Euro ends the week and month on a high
The Euro ended last week on a high, as markets welcomed the news of a decision on the new Italian government and that Italy would not have to go to the vote again. This was seen as one less element of political risk to worry about. There is still the question of trade tariffs, however, with the UK Prime Minister. Theresa May, in talks with Donald Trump about the new tariffs imposed by the USA on steel and aluminium. They have committed to discussing this again at the G7 summit, so there may be hope of a resolution yet.
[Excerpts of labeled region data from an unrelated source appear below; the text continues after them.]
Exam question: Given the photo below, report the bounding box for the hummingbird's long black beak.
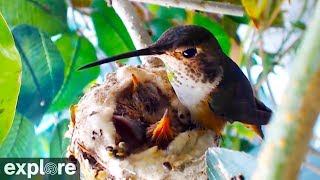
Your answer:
[78,46,162,70]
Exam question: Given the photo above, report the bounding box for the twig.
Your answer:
[266,79,277,107]
[309,146,320,157]
[130,0,244,16]
[251,1,320,180]
[112,0,152,64]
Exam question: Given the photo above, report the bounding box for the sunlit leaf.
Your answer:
[70,0,93,8]
[0,113,35,158]
[241,0,268,26]
[0,0,68,35]
[91,0,134,59]
[156,6,187,22]
[206,148,256,179]
[12,25,64,122]
[50,120,70,158]
[32,133,50,158]
[149,18,173,41]
[0,13,21,145]
[193,14,231,54]
[50,34,99,111]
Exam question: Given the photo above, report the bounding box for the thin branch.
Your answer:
[266,79,277,107]
[131,0,244,16]
[112,0,152,64]
[309,146,320,157]
[251,2,320,180]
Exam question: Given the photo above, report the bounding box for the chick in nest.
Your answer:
[113,74,191,153]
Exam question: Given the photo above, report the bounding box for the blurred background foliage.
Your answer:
[0,0,320,177]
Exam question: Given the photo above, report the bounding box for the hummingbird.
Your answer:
[79,25,272,138]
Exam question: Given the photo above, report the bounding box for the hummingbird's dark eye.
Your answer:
[182,48,197,58]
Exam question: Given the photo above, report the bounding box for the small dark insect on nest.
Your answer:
[66,66,215,179]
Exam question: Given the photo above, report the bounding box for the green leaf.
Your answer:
[0,113,35,158]
[0,0,68,35]
[50,34,100,111]
[149,18,173,41]
[12,25,64,122]
[50,120,70,158]
[193,14,231,54]
[206,147,256,179]
[0,13,21,145]
[32,134,50,158]
[157,6,187,22]
[91,0,134,56]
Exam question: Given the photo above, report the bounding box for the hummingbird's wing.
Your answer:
[208,56,271,125]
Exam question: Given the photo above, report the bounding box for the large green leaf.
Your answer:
[0,0,68,35]
[50,34,99,111]
[50,120,70,158]
[0,13,21,145]
[91,0,134,56]
[193,14,231,54]
[0,113,35,158]
[12,25,64,122]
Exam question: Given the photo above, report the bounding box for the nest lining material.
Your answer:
[66,66,215,179]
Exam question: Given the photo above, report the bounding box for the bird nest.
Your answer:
[66,65,219,179]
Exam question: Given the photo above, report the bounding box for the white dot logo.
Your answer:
[44,162,58,175]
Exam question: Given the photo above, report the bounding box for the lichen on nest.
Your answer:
[66,65,215,179]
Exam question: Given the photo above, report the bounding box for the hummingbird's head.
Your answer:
[149,25,223,83]
[80,25,222,82]
[80,25,224,108]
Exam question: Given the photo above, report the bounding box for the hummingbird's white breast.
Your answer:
[161,54,223,112]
Sterling suffers from policymaker and political rhetoric
The British Pound, however, weakened on comments from the UK’s central bank, the Bank of England (BoE), which focused on risks to the UK economy. Markets were still uncertain after the disappointing Gross Domestic Product (GDP) figures and the interest rate hike that was expected for May not materialising in the face of disappointing overall economic growth, so Sterling has suffered.
This was despite a very positive turn for UK economic data. The UK Services Purchasing Managers' Index (PMI) came in at 54, a strong growth result, which exceeded market expectations. The UK Manufacturing PMI also brought good news at the end of the week and the end of the month of May, posting a result of 54.5, well above growth levels and a positive jump from the previous month’s figure of 53.9. Even the UK’s construction sector, which has struggled in recent months, saw the latest UK Construction PMI in above the all-important growth figure of 50, with a welcome 52.5.
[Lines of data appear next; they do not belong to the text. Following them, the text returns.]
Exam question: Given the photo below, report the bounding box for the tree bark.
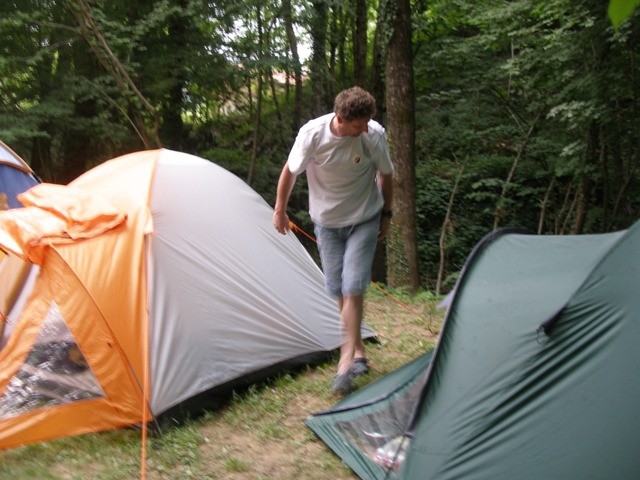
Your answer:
[282,0,302,132]
[353,0,367,88]
[309,0,328,116]
[386,0,420,289]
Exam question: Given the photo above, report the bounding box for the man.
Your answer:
[273,87,393,394]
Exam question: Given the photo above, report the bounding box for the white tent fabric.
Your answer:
[148,151,360,414]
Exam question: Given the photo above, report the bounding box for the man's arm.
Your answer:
[273,162,297,235]
[378,172,393,242]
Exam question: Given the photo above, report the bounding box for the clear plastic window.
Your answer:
[0,302,104,420]
[336,373,426,470]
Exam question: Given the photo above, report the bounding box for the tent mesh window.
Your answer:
[336,372,427,470]
[0,302,105,420]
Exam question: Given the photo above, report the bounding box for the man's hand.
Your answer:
[378,217,391,243]
[273,211,289,235]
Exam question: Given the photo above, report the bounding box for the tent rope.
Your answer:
[289,220,437,335]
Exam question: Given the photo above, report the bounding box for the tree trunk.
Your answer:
[353,0,367,88]
[369,1,385,121]
[282,0,302,132]
[436,165,466,295]
[309,0,328,116]
[386,0,420,289]
[247,5,264,185]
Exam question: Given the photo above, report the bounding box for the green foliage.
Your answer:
[608,0,640,28]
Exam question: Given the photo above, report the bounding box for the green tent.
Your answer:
[307,222,640,480]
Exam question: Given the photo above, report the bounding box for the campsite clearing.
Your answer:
[0,288,443,480]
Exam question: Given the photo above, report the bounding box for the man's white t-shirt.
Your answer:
[288,113,393,228]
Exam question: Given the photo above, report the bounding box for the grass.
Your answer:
[0,289,443,480]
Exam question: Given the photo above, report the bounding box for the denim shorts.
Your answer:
[314,215,380,297]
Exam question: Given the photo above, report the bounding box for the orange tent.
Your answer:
[0,150,372,449]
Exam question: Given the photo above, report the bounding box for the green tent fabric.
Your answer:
[307,223,640,480]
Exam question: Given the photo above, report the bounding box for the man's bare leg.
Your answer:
[338,295,365,375]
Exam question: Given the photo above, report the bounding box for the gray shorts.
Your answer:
[314,215,380,297]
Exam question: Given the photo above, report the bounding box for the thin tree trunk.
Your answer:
[493,111,542,230]
[67,0,162,148]
[282,0,302,131]
[386,0,420,289]
[353,0,367,88]
[247,5,264,185]
[309,0,328,116]
[436,161,466,295]
[538,175,556,235]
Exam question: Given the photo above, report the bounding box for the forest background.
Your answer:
[0,0,640,294]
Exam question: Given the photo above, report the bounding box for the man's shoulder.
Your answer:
[300,113,334,133]
[367,120,385,137]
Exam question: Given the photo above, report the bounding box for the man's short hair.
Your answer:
[333,87,376,122]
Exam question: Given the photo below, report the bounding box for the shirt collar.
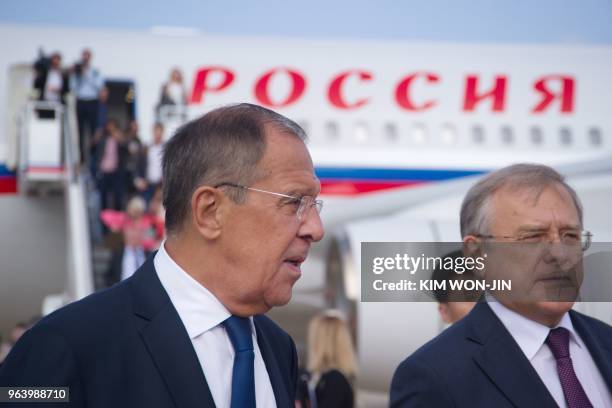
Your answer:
[485,293,583,361]
[153,241,246,339]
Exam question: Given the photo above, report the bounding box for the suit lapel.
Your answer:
[130,256,215,408]
[467,302,557,407]
[569,310,612,391]
[254,320,294,408]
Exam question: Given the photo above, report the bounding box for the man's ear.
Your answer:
[191,186,223,239]
[463,235,485,279]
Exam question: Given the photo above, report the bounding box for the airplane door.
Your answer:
[105,80,136,129]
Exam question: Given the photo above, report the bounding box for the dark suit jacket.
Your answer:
[391,302,612,407]
[0,256,298,408]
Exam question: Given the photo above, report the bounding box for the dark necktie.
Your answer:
[546,327,593,408]
[223,316,255,408]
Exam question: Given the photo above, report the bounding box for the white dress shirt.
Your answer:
[153,242,276,408]
[487,294,612,408]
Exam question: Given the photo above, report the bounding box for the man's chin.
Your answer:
[535,301,574,317]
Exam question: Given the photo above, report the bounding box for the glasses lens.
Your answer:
[297,196,323,220]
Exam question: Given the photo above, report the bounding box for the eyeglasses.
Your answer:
[215,183,323,220]
[474,230,593,251]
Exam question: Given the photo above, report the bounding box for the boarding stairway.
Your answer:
[0,91,95,330]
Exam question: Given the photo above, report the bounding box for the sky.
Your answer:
[0,0,612,45]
US data surprises but fails to boost USD
The latest US jobs data was far better than anticipated and saw a surprise drop in unemployment from 3.9% to 3.8%, bringing unemployment to its lowest in the US for 18 years. The Non-Farm Payrolls data, considered an important benchmark and sign of US economic health, also smashed expectations of 189,000, coming in at 223,000. The US Dollar did not benefit from this economic boost, however, as global trade war fears – fuelled by Trump’s decision to let the current trade tariff exemptions for Mexico, Canada and the EU lapse and threats of tariffs on China – dampened the spirits of global markets. Rumours of international retaliation have done for the US Dollar.
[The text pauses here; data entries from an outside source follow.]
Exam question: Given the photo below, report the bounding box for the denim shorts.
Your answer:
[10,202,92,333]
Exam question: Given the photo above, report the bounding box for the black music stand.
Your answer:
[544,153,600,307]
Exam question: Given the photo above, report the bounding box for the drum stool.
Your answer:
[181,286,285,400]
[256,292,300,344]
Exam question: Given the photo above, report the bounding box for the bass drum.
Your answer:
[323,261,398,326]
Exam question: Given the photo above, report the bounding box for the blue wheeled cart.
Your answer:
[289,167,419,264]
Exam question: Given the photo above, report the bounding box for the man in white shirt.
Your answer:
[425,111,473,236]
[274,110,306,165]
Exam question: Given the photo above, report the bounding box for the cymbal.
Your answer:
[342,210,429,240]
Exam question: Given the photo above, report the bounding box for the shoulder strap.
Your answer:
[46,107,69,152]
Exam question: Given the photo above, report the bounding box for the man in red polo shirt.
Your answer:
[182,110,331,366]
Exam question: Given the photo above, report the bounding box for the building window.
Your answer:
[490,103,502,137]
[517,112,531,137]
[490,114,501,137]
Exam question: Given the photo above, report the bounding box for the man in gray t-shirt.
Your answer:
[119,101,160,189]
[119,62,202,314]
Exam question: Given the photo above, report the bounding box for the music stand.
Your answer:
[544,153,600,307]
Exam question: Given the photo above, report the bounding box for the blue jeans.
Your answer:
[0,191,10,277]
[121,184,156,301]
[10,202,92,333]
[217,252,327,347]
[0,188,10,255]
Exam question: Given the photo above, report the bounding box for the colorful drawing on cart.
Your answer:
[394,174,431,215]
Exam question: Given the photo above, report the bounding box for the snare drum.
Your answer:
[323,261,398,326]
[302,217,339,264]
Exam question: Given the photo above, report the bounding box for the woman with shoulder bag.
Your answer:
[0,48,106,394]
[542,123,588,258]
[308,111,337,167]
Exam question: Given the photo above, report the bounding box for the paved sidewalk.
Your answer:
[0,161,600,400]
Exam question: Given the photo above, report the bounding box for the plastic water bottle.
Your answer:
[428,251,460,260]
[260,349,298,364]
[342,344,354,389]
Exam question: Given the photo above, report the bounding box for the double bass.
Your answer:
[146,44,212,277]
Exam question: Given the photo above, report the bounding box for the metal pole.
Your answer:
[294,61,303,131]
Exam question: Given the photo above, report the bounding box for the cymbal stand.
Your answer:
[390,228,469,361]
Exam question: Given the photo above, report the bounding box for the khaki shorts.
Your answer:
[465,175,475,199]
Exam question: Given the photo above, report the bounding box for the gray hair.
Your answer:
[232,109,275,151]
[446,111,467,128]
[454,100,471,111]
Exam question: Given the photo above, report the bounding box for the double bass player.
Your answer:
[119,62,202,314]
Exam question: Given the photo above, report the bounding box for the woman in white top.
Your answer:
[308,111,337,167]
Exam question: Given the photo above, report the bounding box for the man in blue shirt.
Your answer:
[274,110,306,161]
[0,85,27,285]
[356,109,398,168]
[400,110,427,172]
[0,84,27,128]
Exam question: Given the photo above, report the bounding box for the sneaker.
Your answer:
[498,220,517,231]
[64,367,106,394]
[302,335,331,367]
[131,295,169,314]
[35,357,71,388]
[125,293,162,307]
This follows the US Beige Book, considered to be the key indicator of economic strength for the US economy, showed positive economic signs ahead and also healthy growth for the manufacturing sector, in particular.
All eyes on Federal Reserve
Meanwhile, all eyes will be on the next meeting of the Federal Reserve, where they are expected to increase interest rates again, in light of impressive US employment growth and recent comments from American policymakers that all point to a more aggressive monetary policy stance in the coming months.
Canada keeps interest rates the same – not for long?
The Bank of Canada kept Canadian interest rates the same, but were a little more assertive in their accompanying speech, leading markets to consider that there will be a rate increase soon – potentially even next month – and there could be another on the horizon, before 2018 is out.
No interest rate hike Down under
The Australian Central Bank, the Reserve Bank of Australia (RBA) has kept interest rates the same once more – the Australian Dollar has not strengthened as much as it could, as this reflects a cautious stance from policymakers and expected gradual growth, which tends to weaken the home currency.
“Don’t watch the clock; do what it does. Keep going.” – Sam Levenson, American humourist, writer, teacher and broadcaster.
“Educating the mind without educating the heart is no education at all.” Aristotle, Greek philosopher.
“If you don’t like someone’s story, write your own.” Chinua Achebe, Nigerian novelist, poet, professor, and critic.